Yahya merasakan getaran yang belum pernah ia alami sebelumnya. Dalam hatinya, ia tahu bahwa jika Allah sudah berkehendak, maka apapun rintangannya pasti akan terlewati. Pinangan Yahya kepada Ning Nafisah yang diterima oleh Kyai Ahmad telah mengguncang penduduk desa Kyati. Berita itu menyebar bagai api di padang ilalang.
Setiap sudut desa dipenuhi suara orang-orang yang memperbincangkan keputusan Kyai Ahmad. “Kamu tahu, bukan? Ning Nafisah menolak lamaran dari banyak pemuda hebat di provinsi Pranang,” ujar seorang pria paruh baya kepada tetangganya, “Dan kini, ia malah menerima lamaran dari Yahya, si pemuda miskin itu!”
“Ah, benar! Tak kuasa aku mempercayainya. Betapa anehnya!” sahut seorang wanita paruh abad, sambil menggelengkan kepala. “Apa yang Ning Nafisah pandang ada pada Yahya? Dia bukan siapa-siapa.”
Namun, di antara keraguan itu, terdengar pula beberapa orang yang mendukung keputusan neng Nafisah. “Tapi ingat, Yahya itu anak angkat Kyai Ahmad. Dia telah dididik sendiri oleh Kyai Ahmad sejak kecil."
“Nah, itu benar. Kita semua tahu bagaimana Kyai Ahmad memandangnya. Jika dia mempercayakan putrinya kepada Yahya, pasti ada alasan yang kuat.”
“Betul! Yahya mungkin miskin, tetapi dia punya nilai diri yang tak bisa dihargai dengan uang,” tambah seorang yang lainnya. “Kyai Ahmad sendiri lah yang mendidik Yahya sejak dia berusia enam tahun, pastilah Kyai Ahmad sangat mengenalinya. Tidak mungkin Kyai Ahmad melepaskan putrinya ke sembarang lelaki.”
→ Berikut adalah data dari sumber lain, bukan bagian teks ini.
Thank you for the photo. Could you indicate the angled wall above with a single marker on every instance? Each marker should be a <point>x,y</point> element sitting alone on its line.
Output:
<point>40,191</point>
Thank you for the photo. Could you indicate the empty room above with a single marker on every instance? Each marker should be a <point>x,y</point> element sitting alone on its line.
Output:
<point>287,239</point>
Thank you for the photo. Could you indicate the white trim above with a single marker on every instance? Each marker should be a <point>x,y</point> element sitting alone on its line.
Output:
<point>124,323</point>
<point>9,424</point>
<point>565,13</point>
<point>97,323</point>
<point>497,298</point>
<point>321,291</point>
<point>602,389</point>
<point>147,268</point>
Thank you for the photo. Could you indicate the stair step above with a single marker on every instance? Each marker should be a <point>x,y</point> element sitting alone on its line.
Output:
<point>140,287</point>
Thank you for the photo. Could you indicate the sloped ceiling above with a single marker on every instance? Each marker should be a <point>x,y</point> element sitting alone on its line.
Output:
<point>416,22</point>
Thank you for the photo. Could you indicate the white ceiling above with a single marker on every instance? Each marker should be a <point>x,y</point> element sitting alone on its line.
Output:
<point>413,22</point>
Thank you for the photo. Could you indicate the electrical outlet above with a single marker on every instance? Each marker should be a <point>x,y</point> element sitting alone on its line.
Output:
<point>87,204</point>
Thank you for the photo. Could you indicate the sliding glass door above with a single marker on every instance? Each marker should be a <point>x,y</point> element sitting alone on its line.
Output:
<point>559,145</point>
Sementara itu Kyai Ahmad dan keluarganya justru merasa yakin akan keputusan yang mereka ambil. Khususnya Kyai Ahmad dan Nyai Nafisah yang telah melihat pertumbuhan Yahya dari seorang anak kecil yang kehilangan segalanya hingga menjadi pemuda yang penuh harapan dan tanggung jawab.
Sementara itu, Yahya pulang ke rumahnya dengan perasaan yang tak terlukiskan. Sepanjang perjalanan, warga desa menggoda dan memberi dukungan padanya. “Yahya! Selamat, ya! Kamu beruntung sekali mendapatkan Ning Nafisah!” teriak seorang pemuda, wajahnya berseri-seri.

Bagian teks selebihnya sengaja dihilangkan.